Our research can be described as syntheses and characterization of crystalline solid materials with novel structures and unique properties. Our group has embarked on exploring three relatively uncharted areas, namely; a) crystalline organic-inorganic hybrid compounds, b) polar intermetallics and Zintl phases, and c) soluble Zintl anions.

The synthesis and characterization of crystalline organic-inorganic hybrid materials is motivated by the expectation that one can modulate and design crystalline hybrid materials that combine (synergism) or enhance properties associated with the functional inorganic and organic components. These organic-inorganic crystalline materials exhibit tunable properties associated with the structural and electronic 'flexibility' of the inorganic and organic moieties. The remarkable materials offer useful model systems for understanding the chemistry and physics of low-dimensional materials, particularly their electronic, optical and superconducting properties.

A virtual gold mine of remarkable stoichiometries, unprecedented structures, novel chemical bonding, and potential functional materials is to be found through synthetic explorations of polar intermetallics and Zintl phases. The underdeveloped chemistry of intermetallics and their unpredictable phase stabilities offers a serious challenge to solid state chemists. Our work on intermetallics, using careful synthesis and characterization, and the application of viable theoretical models, is part of the overall attempt to understand the structure-property-chemical bonding relationships in solid materials.

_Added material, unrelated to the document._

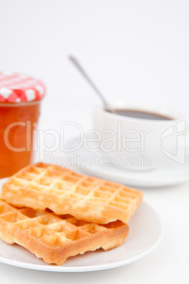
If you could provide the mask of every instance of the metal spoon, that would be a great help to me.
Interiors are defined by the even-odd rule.
[[[96,87],[96,85],[94,84],[94,83],[91,81],[91,79],[89,78],[88,75],[86,73],[86,72],[84,71],[83,68],[81,66],[81,65],[79,64],[78,60],[72,55],[69,56],[69,59],[72,61],[72,63],[75,65],[75,67],[79,70],[79,71],[83,74],[83,76],[85,78],[85,79],[87,81],[87,82],[90,84],[92,88],[95,90],[95,92],[98,94],[99,97],[103,102],[104,107],[105,110],[106,110],[109,112],[114,112],[115,113],[115,110],[110,106],[109,103],[106,101],[106,99],[104,98],[102,93],[99,90],[99,89]]]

The polar intermetallic examples we have discovered among the silicides and post transition metals (Ge, Sn, Pb, Ga, especially In) range from normal Zintl phases to "unsaturated" inorganic p-systems such as isolated cyclopropenium-analog [In₃]^5- trimer, infinite chains of allyl-like [In=In-Ge]^6- anions, and [Ni(Si₃)]^4- metallocene-like polymers. Moreover, we have obtained other complex polar intermetallics that feature oligomers to metallic sheets that behave as two-dimensional metals, and novel three-dimensional anion networks. Our investigations also involve the reactivity of Zintl phases - chemistry of soluble Zintl anions. This is motivated by our aim to develop viable chemical routes to the growth of molecular 'bare' clusters to large semiconductor clusters and well-defined nanophases. The reactivity of soluble Zintl phases has provided well-crystallized materials that feature polyhedral Ge₉^2- anion clusters, oligomers as well as the unprecedented polymeric [Ge₉]^2- anion.